Okay, this is one of my weird problems that other people don't seem to have. My dog likes to grab the toy as close to my (or whoever's) hand as possible when I offer her a toy and she's excited. Often this winds up including part of said person's hand, and she grabs hard. This is actually a problem we encounter regularly as we use toys as a reward for her SAR training. If I don't make sure whoever is rewarding her is wearing leather gloves (I keep two sizes in my training bag), their hands come out looking like they've been through a cheese grater. I'm usually too lazy to grab gloves for myself and my hands are a bleeding disastrous mess.

So you'd think this is a problem of presentation, right? That's what it usually is. But no, not her. No matter how you present the toy, your hand is likely to get bit. She actively targets "toy next to your hand" rather than "toy." Believe me, I'm pretty experienced with presenting toys correctly. I've also had others with far more experience than me working with her, and they've all felt her teeth.

So maybe a toy problem, right? Again, no. Currently we're using a tennis ball on a climbing rope, and that's the best so far. We've tried like 5 different types of tugs though and she's had a problem with all of them.

Anyway, is there a way to get her to target the toy itself rather than focusing on my hands so much? Might she grow out of it as she gets older (she's 9 months now)? Why can't I ever have a normal training problem with my dogs?


----------



## lemonadeicedtea (Aug 8, 2011)

Is the toy (and thus play) "dead" until she bites it in the right position? 

(I don't have anything helpful to add beyond that, sorry for your hands. )


----------



## jae (Jul 17, 2012)

My dog does this as well. When I brought it up at a sch eval, I was told that (this is paraphrased) it is an inhibition or a lack of confidence that the dog chooses not to bite at the middle of the toy; much like those dogs that will not bite the middle of the sleeve.

All that I have found what works is to be proactive about redirecting the toy so that dog has no choice but to bite the middle. If he does get your hand, reward is removed right away and back to the task. Now sometimes he goes for the middle on his own. But lately I have found, although he will not play "properly" with me all the time, he will go all out at PSA training, middle of the tug, thrashing, keeping away from the helper. So maybe my dog feels like he does not want to hurt me? what a thoughtful dog.

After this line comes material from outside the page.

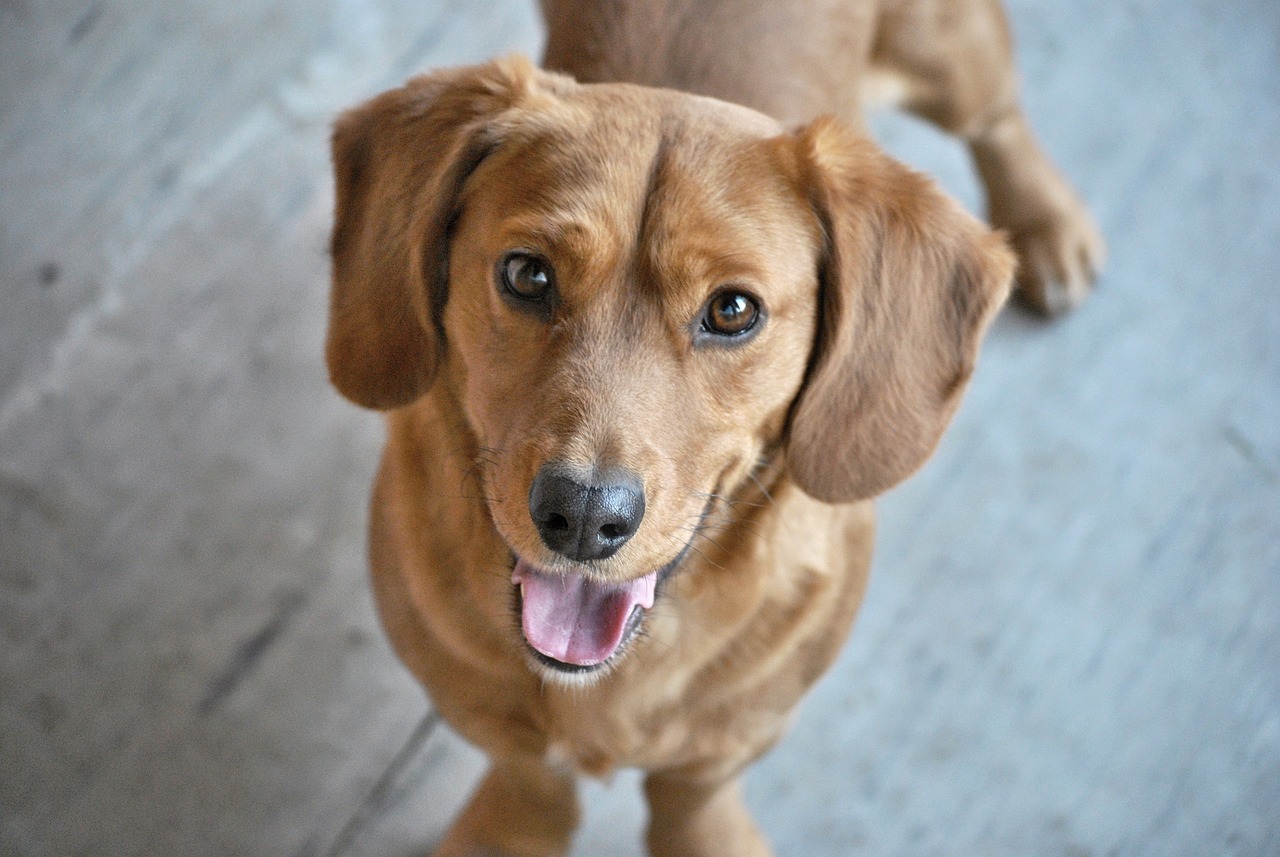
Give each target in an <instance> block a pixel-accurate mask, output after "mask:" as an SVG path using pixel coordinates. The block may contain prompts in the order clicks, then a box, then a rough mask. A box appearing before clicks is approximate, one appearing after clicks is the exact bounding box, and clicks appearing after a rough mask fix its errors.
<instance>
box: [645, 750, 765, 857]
mask: <svg viewBox="0 0 1280 857" xmlns="http://www.w3.org/2000/svg"><path fill="white" fill-rule="evenodd" d="M645 797H648V798H649V833H648V837H646V842H648V845H649V853H650V854H652V857H771V854H772V853H773V852H772V851H771V849H769V845H768V843H765V840H764V837H763V835H762V834H760V830H759V829H758V828H756V826H755V821H753V820H751V815H750V814H749V812H748V810H746V805H745V803H742V788H741V783H740V782H739V779H737V776H736V775H735V776H731V778H728V779H712V780H707V779H701V778H698V776H690V775H689V774H686V773H667V771H664V773H657V774H650V775H649V776H648V779H645Z"/></svg>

I can live with it, although yes it is annoying for him to bite at the tug handles or the string on a ball-on-string, I have found ways to get around it. Redirecting the tug to his mouth. A rag reward works nicely. 2 handled tugs so that he can get one end. A thrown ball is our favorite. Still, am hoping that he will grow out of it.


----------



## AngelaA6 (Jan 20, 2013)

You're not alone  my pup does this too. I just stop and have him drop it so I can pop it back in his mouth at the correct distance from my hand. I was just consistent about it and now 90% of the time (still learning) he is now biting the toy further away from my hand


----------



## RowdyDogs (Nov 12, 2012)

Thanks, guys. Good to know I'm not alone. 

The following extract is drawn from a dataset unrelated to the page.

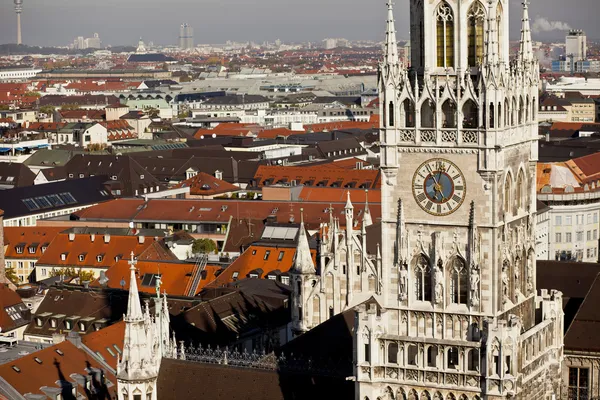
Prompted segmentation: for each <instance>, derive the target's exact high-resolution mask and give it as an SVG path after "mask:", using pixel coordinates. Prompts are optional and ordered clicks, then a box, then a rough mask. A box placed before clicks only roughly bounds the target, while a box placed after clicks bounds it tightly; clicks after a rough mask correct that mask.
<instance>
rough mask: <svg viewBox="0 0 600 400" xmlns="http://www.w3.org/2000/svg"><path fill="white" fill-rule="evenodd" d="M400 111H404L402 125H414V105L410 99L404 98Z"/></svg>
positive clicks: (405, 126)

Jae, that makes total sense and I'm kind of surprised that hasn't occurred to me (or any of our cadre of trainers) before. Maybe because Abi is freaking nuts most of the time...she doesn't seem like a dog who is lacking in confidence. However, when I first got her, she had been discouraged from playing tug with people because her previous owners thought it would make her aggressive, so I initially really had to encourage her to do it. She is getting better, though. I'm not sure I'm quite ready to start removing the reward if she gets my hand though...we've only been doing this for 2 months and she's still too easily discouraged from playing tug IMO. But I will keep that in mind for the future, when we are fine-tuning her tug game.


----------



## jae (Jul 17, 2012)

Of course, that is one man's opinion, and I certainly cannot speak to how much truth there is to it. maybe some other experienced person could expand on that notion.


----------



## t.lesniak (Jan 4, 2010)

Stop over analyzing *why*, and correct your dog for biting you.
What would one dog do if another dog bit him and hurt him? 
The dog would bite him back, and show him how it feels.


----------